Latin America Advisor

A Daily Publication of The Dialogue

Will Police Forces Undergo Reforms in Latin America?

Following the killing of George Floyd last month in the United States, protesters have taken to the streets in recent weeks in Latin America to demand police reforms. // File Photo: pxfuel. Following the killing of George Floyd last month in the United States, protesters have taken to the streets in recent weeks in Latin America to demand police reforms. // File Photo: pxfuel.

The killing of George Floyd, the black man who died May 25 in Minneapolis after a white police officer knelt on his neck for nearly nine minutes, has triggered protests in the United States and around the world against police brutality, racism and impunity. In Latin America, demonstrators have converged in locations including the Brazilian cities of Rio de Janeiro and Curitiba to protest crimes that police have committed against black people. In Mexico, protests erupted in Guadalajara, where protesters accused police of fatally beating a construction worker. What changes will result from the outrage in Latin America? Will police reforms occur in the region, and if so, what will they consist of? Where have police reforms succeeded, and how can they serve as a model for Latin American countries?

Gladys Mitchell-Walthour, co-coordinator of the U.S. Network for Democracy in Brazil and associate professor of public policy and political economy in the Department of African and African Diaspora Studies at the University of Wisconsin-Milwaukee: “Black movement activists in Brazil and throughout Latin America have fought against police execution of blacks since the early 20th century. Brazilian activists often refer to police violence against blacks as black genocide because the country kills such a high number of Afro-descendants. Groups such as Mothers of May (formed in São Paulo in 2006) and React or Be Killed (formed in Salvador in 2005) began before the U.S.-based Black Lives Matter, which began in 2013. Afro-Brazilians are three times more likely than whites to be killed by police, and more than 15 times the number of Afro-Brazilians are killed by police in Brazil than black Americans are killed by police officers in the United States. Black Brazilians live in a genocidal country. Black Brazilian activists consider the myriad ways the state kills black people through low quality health care and little to no job prospects so that people are forced to engage in the informal economy. Police reform will not solve the problem of high unemployment and poverty in the Americas. Yet, addressing police violence is extremely important as police officers disproportionately kill Afro-descendants. It is not clear to me that protests in Brazil under an extreme right government will lead to police reform. Marielle Franco, a black activist and politician in Rio de Janeiro who was assassinated in 2018, advocated for a demilitarization of the police. Police officers and secret squads should not have access to military-style weapons and vehicles. Lastly, as Franco advocated, economic and educational opportunities must be afforded to favela residents.”
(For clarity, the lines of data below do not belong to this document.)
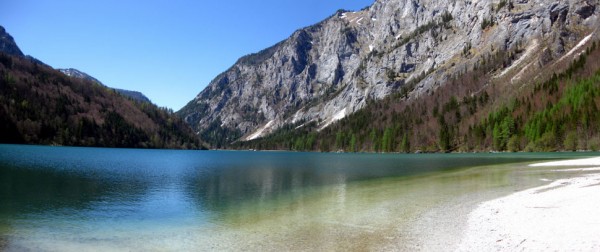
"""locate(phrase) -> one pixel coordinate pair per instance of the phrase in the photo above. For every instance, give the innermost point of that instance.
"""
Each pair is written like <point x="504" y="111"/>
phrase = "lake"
<point x="73" y="199"/>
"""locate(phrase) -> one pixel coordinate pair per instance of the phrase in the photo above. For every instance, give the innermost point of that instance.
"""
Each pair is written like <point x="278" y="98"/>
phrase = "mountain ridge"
<point x="324" y="72"/>
<point x="135" y="95"/>
<point x="41" y="105"/>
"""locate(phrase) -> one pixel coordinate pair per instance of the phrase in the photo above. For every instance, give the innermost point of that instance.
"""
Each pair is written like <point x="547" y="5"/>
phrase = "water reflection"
<point x="100" y="186"/>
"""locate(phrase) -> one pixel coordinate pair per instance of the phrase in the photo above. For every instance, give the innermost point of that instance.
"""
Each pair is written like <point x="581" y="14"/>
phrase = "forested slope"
<point x="40" y="105"/>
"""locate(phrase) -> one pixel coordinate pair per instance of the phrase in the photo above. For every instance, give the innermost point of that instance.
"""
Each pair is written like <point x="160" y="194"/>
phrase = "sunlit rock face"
<point x="327" y="71"/>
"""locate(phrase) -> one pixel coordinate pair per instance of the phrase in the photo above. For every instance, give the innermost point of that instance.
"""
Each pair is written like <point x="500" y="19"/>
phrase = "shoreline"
<point x="561" y="215"/>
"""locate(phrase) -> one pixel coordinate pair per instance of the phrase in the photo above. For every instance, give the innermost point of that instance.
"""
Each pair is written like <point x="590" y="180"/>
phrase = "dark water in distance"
<point x="75" y="190"/>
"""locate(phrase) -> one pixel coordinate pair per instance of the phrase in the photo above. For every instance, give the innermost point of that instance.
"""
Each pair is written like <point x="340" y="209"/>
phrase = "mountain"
<point x="135" y="95"/>
<point x="8" y="45"/>
<point x="410" y="49"/>
<point x="41" y="105"/>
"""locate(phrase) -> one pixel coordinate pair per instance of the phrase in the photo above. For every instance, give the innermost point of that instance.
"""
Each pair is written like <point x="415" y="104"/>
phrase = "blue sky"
<point x="169" y="50"/>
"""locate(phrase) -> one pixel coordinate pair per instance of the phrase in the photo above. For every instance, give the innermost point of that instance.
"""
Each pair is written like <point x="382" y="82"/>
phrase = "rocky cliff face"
<point x="326" y="71"/>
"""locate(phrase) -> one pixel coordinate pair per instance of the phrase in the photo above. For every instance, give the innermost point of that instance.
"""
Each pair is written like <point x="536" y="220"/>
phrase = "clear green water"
<point x="73" y="199"/>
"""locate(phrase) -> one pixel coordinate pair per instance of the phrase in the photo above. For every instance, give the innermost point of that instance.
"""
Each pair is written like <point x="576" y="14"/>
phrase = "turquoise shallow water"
<point x="65" y="198"/>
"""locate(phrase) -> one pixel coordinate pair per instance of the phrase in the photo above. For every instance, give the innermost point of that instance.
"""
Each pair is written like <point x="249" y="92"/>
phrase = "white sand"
<point x="563" y="216"/>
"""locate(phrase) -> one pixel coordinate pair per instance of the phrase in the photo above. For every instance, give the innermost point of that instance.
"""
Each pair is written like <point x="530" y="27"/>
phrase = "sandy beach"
<point x="561" y="216"/>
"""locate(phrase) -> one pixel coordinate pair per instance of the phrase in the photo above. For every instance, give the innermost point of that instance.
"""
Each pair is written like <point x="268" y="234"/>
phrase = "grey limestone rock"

Yanilda María González, assistant professor in the School of Social Service Administration at the University of Chicago: “Latin Americans have taken to the streets to protest ongoing deadly police violence, evoking historic protests taking place throughout the United States. But it’s far from clear whether Latin American police will face the types of reforms that have been enacted or announced by U.S. officials. My research on policing in Argentina, Brazil and Colombia shows how citizen demand-making and political competition often drive police reform outcomes. I find that when politicians do not perceive a broadly shared societal demand for reform nor face an electoral threat, they are reluctant to enact profound police reforms, which risk alienating a powerful bureaucracy whose cooperation they need. My work demonstrates that comprehensive police reforms are more likely when demands for police reform are shared by broad sectors of society—cutting across usual cleavages of race, class and geography—and when executives face a robust political opposition. These conditions led to the adoption of ambitious and far-reaching police reforms in Colombia and Argentina’s Buenos Aires province in the 1990s. In the absence of a shared societal consensus in favor of police reform and an electoral threat, politicians are unlikely to confront their police forces with challenging reforms, preferring instead to undertake symbolic measures such as firing a high-ranking official while leaving police autonomy and structures intact. Latin America’s police forces are in dire need of an overhaul, but such comprehensive reforms remain fragile even after they are enacted, often succumbing to police resistance and societal divisions. The pendulum has swung toward reform in the United States, but it remains to be seen whether societal and political conditions in Latin American countries today will generate a similar reckoning.”

Lucia Dammert, professor of international relations at the University of Santiago in Chile: “Police reform has been elusive in Latin America. Although being implemented for almost three decades, most initiatives have failed to increase accountability, transparency and civil control over police institutions. This is mostly due to lack of sustainable political will to implement structural reforms, punitive populism that fuels debate strengthening police forces and even the discretionary use of violence, and strong political power of police institutions that thwart any reform process. In the post-Covid-19 era, police reforms will be harder to implement as governments need a strong force on the streets to ensure social distancing and other health-related measures in addition to crime control. Crime will increase due to economic crises, and police forces will continue to be the backbone of even weaker democracies.”